Ditto what everyone is saying about transactions.

That said...

ActiveRecord as of Rails 2.1 keeps track of the attribute values of an object. So if you have an attribute total, you will have a total_changed? method and a total_was method that returns the old value.

There's no need to add anything to your model to keep track of this anymore.

Update: Here is the documentation for ActiveModel::Dirty as requested.

2
  • I thought something like this existed. Can you link to the relevant documentation about attr_changed? and attr_was? Mar 3, 2009 at 16:37
  • Sure, I added a link to the answer. Mar 3, 2009 at 17:02
14

To get all changed fields, with their old and new values respectively:

person = Person.create!(:name => 'Bill')
person.name = 'Bob'
person.save
person.previous_changes        # => {"name" => ["Bill", "Bob"]}
1
  • 8
    I believe the last line should now read person.previous_changes instead of person.changes Feb 8, 2017 at 4:03
12

Appending "_was" to your attribute will give you the previous value before saving the data.
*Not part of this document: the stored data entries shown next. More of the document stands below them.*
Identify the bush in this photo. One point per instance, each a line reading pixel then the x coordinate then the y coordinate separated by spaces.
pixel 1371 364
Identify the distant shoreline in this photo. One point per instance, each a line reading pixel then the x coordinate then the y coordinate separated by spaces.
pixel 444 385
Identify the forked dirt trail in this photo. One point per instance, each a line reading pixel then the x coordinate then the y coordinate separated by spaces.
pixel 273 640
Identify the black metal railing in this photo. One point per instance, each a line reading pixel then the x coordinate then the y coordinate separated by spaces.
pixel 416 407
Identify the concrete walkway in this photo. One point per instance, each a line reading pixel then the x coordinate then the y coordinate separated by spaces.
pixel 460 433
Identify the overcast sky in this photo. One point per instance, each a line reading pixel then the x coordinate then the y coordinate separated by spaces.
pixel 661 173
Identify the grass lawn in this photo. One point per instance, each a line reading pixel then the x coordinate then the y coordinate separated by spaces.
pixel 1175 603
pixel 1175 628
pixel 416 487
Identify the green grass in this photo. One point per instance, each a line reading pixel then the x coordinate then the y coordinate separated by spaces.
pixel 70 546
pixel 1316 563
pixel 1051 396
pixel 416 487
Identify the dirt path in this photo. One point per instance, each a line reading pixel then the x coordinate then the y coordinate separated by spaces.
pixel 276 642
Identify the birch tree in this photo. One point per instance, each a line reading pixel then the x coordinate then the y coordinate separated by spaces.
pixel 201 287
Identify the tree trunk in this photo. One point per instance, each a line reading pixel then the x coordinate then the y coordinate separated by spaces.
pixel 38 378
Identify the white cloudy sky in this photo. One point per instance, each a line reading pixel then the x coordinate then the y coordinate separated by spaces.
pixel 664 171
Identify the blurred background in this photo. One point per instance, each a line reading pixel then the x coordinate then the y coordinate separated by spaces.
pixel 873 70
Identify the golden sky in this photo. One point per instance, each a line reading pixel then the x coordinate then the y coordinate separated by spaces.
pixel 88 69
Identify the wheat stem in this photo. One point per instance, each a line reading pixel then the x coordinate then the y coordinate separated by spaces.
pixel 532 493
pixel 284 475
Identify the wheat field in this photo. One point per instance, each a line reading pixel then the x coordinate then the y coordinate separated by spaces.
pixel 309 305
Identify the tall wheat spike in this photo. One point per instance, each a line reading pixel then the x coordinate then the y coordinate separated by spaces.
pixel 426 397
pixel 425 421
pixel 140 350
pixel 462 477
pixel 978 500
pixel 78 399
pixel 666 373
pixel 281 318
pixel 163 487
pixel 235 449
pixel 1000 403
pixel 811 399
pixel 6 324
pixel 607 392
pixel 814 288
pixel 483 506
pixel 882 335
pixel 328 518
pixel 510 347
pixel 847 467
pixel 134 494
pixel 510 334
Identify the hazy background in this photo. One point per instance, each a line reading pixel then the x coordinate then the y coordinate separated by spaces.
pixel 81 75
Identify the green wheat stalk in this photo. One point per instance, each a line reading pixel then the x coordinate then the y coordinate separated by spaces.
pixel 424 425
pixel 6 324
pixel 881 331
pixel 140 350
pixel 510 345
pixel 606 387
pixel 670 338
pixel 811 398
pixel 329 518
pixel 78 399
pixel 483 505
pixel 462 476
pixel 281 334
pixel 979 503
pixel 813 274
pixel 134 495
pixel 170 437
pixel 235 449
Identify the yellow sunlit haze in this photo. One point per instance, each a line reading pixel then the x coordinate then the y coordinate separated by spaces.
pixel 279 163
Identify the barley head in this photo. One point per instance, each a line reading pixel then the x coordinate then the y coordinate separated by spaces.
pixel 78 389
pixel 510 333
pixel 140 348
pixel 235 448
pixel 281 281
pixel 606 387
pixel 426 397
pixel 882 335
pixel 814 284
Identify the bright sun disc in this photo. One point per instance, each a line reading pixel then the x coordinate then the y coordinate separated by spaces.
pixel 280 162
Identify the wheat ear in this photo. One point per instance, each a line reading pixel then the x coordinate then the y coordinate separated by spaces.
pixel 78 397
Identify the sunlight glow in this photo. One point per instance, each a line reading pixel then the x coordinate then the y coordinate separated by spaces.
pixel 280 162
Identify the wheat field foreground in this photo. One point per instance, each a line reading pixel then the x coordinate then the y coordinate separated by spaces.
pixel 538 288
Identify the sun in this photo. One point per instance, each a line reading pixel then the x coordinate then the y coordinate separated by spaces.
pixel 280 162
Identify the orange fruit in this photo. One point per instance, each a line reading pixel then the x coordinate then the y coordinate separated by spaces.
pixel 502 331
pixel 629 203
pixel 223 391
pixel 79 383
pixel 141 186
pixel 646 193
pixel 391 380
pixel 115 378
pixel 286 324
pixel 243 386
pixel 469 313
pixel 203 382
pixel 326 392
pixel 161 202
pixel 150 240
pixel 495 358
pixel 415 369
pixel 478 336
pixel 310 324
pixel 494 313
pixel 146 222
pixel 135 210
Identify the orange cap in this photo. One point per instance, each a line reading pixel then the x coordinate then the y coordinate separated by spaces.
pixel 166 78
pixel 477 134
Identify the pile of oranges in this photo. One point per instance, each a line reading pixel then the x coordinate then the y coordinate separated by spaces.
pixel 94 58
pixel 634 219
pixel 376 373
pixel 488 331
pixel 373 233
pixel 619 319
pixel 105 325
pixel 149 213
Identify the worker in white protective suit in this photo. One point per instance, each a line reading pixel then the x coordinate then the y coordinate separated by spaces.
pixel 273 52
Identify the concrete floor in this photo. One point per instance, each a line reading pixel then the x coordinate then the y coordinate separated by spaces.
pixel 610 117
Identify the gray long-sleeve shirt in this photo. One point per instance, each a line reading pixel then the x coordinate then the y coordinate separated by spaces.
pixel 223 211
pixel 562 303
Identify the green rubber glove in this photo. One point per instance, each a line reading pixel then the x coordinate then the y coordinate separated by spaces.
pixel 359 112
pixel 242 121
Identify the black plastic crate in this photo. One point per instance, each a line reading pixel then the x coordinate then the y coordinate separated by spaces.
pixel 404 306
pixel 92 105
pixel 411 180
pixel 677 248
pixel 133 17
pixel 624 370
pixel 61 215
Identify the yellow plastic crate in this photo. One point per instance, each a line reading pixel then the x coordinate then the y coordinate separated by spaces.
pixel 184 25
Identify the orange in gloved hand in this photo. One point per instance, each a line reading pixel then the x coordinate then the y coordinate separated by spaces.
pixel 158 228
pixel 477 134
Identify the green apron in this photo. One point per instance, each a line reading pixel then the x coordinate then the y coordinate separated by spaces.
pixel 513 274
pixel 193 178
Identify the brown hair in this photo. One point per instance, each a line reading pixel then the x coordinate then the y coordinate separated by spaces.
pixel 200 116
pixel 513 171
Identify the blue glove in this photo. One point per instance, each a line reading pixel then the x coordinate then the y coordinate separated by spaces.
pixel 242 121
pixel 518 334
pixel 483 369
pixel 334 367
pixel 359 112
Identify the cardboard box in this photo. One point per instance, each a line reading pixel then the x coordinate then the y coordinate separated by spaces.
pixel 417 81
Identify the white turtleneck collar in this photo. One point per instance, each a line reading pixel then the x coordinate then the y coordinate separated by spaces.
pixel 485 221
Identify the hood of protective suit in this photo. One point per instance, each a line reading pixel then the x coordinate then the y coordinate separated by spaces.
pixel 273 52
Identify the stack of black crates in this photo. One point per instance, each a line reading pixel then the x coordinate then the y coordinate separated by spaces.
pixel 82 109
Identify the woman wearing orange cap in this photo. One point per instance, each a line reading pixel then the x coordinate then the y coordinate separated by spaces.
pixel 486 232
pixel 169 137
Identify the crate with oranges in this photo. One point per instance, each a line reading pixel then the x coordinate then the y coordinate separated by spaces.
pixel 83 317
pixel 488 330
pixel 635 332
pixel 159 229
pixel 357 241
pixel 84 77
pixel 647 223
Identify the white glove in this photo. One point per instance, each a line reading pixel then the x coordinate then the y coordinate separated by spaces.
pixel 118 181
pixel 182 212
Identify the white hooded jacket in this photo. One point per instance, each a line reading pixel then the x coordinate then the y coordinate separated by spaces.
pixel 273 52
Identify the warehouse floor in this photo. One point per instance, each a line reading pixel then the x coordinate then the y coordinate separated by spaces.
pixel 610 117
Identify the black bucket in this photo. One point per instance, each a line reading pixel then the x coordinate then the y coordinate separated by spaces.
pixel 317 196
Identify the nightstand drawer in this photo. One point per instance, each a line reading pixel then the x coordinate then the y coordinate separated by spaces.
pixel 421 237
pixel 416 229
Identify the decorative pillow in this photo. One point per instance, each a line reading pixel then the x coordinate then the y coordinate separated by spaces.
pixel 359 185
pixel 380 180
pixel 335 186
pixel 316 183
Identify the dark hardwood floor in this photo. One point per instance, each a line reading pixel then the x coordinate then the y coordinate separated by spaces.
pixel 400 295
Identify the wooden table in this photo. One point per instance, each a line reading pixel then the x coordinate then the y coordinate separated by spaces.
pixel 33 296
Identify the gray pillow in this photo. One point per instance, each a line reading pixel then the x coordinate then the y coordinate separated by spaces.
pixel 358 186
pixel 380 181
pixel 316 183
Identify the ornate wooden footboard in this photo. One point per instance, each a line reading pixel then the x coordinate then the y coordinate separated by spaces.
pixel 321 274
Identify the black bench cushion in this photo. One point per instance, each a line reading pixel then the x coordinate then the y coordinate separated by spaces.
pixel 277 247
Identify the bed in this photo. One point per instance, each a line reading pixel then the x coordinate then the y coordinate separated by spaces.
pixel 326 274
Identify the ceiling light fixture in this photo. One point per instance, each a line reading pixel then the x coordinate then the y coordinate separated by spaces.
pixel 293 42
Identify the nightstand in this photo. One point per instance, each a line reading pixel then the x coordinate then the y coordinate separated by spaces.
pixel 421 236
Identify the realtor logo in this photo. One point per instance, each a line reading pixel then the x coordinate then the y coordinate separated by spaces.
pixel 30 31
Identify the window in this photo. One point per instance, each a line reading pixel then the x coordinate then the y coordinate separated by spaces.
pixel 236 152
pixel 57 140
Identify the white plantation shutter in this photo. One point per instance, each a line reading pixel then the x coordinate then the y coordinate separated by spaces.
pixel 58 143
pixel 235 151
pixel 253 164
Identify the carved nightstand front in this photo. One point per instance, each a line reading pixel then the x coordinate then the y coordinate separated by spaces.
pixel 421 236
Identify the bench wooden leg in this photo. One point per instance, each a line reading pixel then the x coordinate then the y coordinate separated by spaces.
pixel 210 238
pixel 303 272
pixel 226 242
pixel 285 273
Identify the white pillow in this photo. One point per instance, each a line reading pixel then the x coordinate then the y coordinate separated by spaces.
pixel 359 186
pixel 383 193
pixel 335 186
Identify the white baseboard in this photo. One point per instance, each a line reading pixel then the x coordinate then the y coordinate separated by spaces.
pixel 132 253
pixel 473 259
These methods are called dirty methods methods.

Cheers!

9

Some other folks are mentioning wrapping all this in a transaction, but I think that's done for you; you just need to trigger the rollback by raising an exception for errors in the after_* callbacks.

See http://api.rubyonrails.org/classes/ActiveRecord/Callbacks.html

The entire callback chain of a save, save!, or destroy call runs within a transaction. That includes after_* hooks. If everything goes fine a COMMIT is executed once the chain has been completed.

If a before_* callback cancels the action a ROLLBACK is issued. You can also trigger a ROLLBACK raising an exception in any of the callbacks, including after_* hooks. Note, however, that in that case the client needs to be aware of it because an ordinary save will raise such exception instead of quietly returning false.

0
7

ActiveRecord::Dirty is a module that's built into ActiveRecord for tracking attribute changes. So you can use thing.amount_was to get the old value.

5

If you want to get value of particular field after update you can use field_before_last_save method.

Example:

u = User.last
u.update(name: "abc")

u.name_before_last_save will give you old value (before update value)
4

From Rails 5.1, the behavior of attribute_was inside of after callbacks have change. attribute_was will return the value after the save is done and return the current value in an after_save or after_update callback.

attribute_before_last_save is invoked two ways to get the previous value of a field in the after_save and after_update callbacks right now:

Option #1

attribute_before_last_save('yourfield')

Option #2

*_before_last_save
3

Add this to your model:

def amount=(new_value)
    @old_amount = read_attribute(:amount)
    write_attribute(:amount,new_value)
end

Then use @old_amount in your after_update code.

0

Firstly, you should be doing this in a transaction to ensure that your data gets written together.

To answer your question, you could just set a member variable to the old value in the before_update, which you can then access in the after_update, however this isn't a very elegant solution.

2
  • I'm struggling to see how i would implement what i want using a transaction. Does a transaction like this live in the model or in the controller? Do I remove my 'after_update' and 'before_update' callbacks? Finally, how do I get the old value that i need in order to determine the difference?
    – Abel
    Mar 3, 2009 at 18:21
  • nevermind, i see that i have to place the code in the controller. we're good.
    – Abel
    Mar 3, 2009 at 19:24
0

Idea 1: Wrap the update in a database transaction, so that if the update fails your Totals table isn't changed: ActiveRecord Transactions docs

Idea 2: Stash the old value in @old_total during the before_update.